Empire of the Worm (15 page)

Read Empire of the Worm Online

Authors: Jack Conner

Lord Husan looked away. “He is
weak,” he repeated. “And with Uulos’s rise . . . yes, it is possible.” His
voice sounded unutterably sad. And angry. Davril knew his father held him
accountable for Subn-ongath’s situation, and for good reason.

“What will happen to you if he
dies?” Davril asked.

Lord Husan cast a glance at the circling
shadows. “We will never be able to pass into Algorad. We will linger here,
feeding off the lives of others, but without the Master’s heat we will wither
and fade and become nothing. We will vanish like spilled wine on a hot day.”

For a long while, they stood there
in silence, father and son, the light dimming between them, each lost in his
own thoughts.
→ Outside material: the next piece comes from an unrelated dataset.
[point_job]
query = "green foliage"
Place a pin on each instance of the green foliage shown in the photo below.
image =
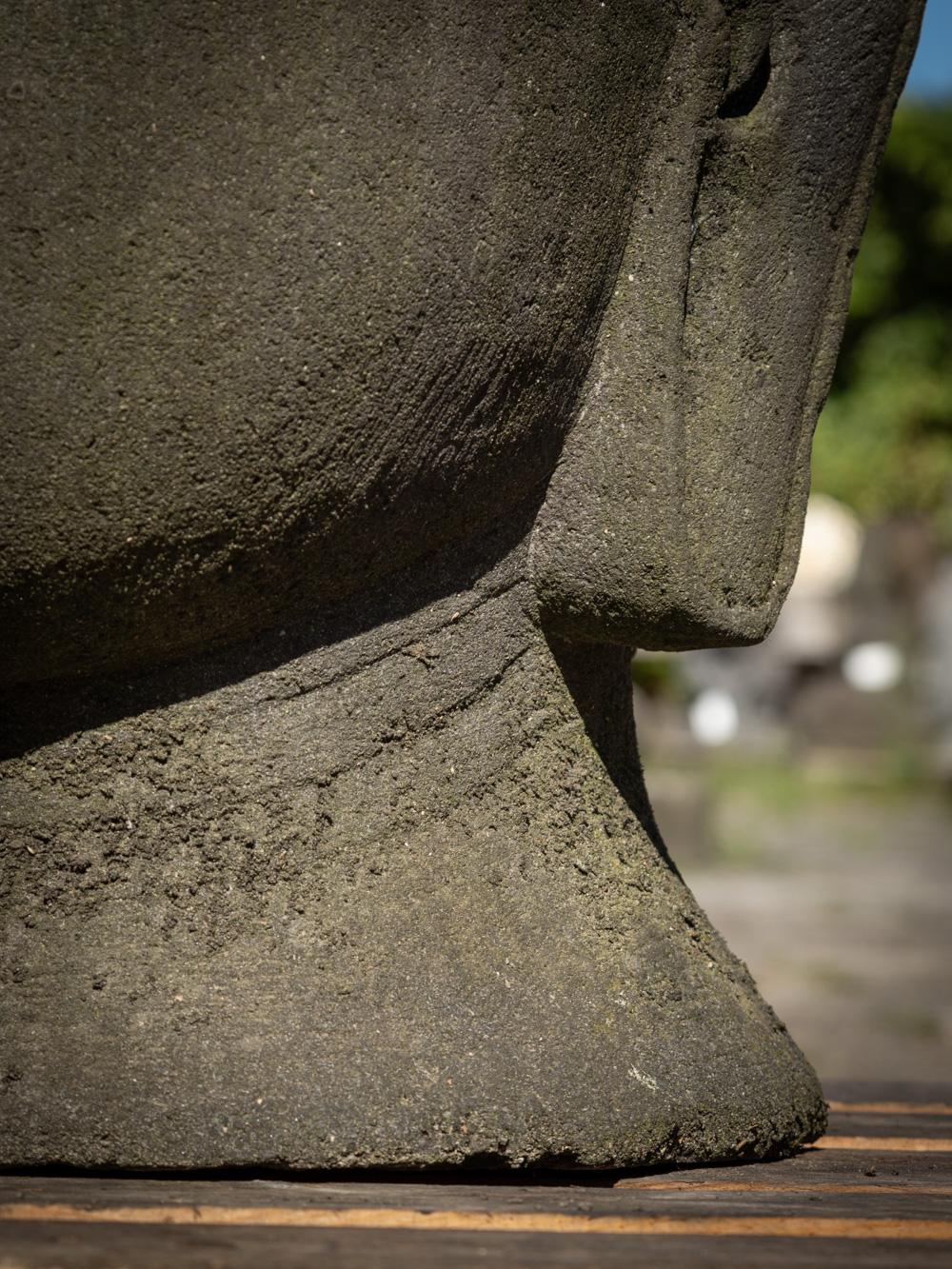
(885, 439)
Meanwhile, the circling shades circled tighter, tighter, seeming
to go faster, as if growing agitated and restless, perhaps in response to their
father’s musings.

Davril broke the silence. “But if Uulos
should be defeated, you would pass into Algorad, and Subn-ongath would be
healed?”

Lord Husan nodded, just slightly. “That
is what we pray for. Alas, we cannot stray far from the Palace in order to
accomplish our ends.”

“But you
can
stray?”

“A bit. But not for long. And the
farther we venture, the shorter we can remain there. It is only the echoes of
our Master’s power that allow us to endure.”

“I think I understand.”

The anger in Lord Husan suddenly
flared. “This is all your doing, you know. You wounded the Master by forcing
him to exact revenge on you, and now He’s forced to hide with His allies, and
they can do nothing to prevent the coming of the Worm. Never would we have come
to this present brink but for you. Never would Uulos’s servants have gotten
this far if the Patron had been kept appeased.”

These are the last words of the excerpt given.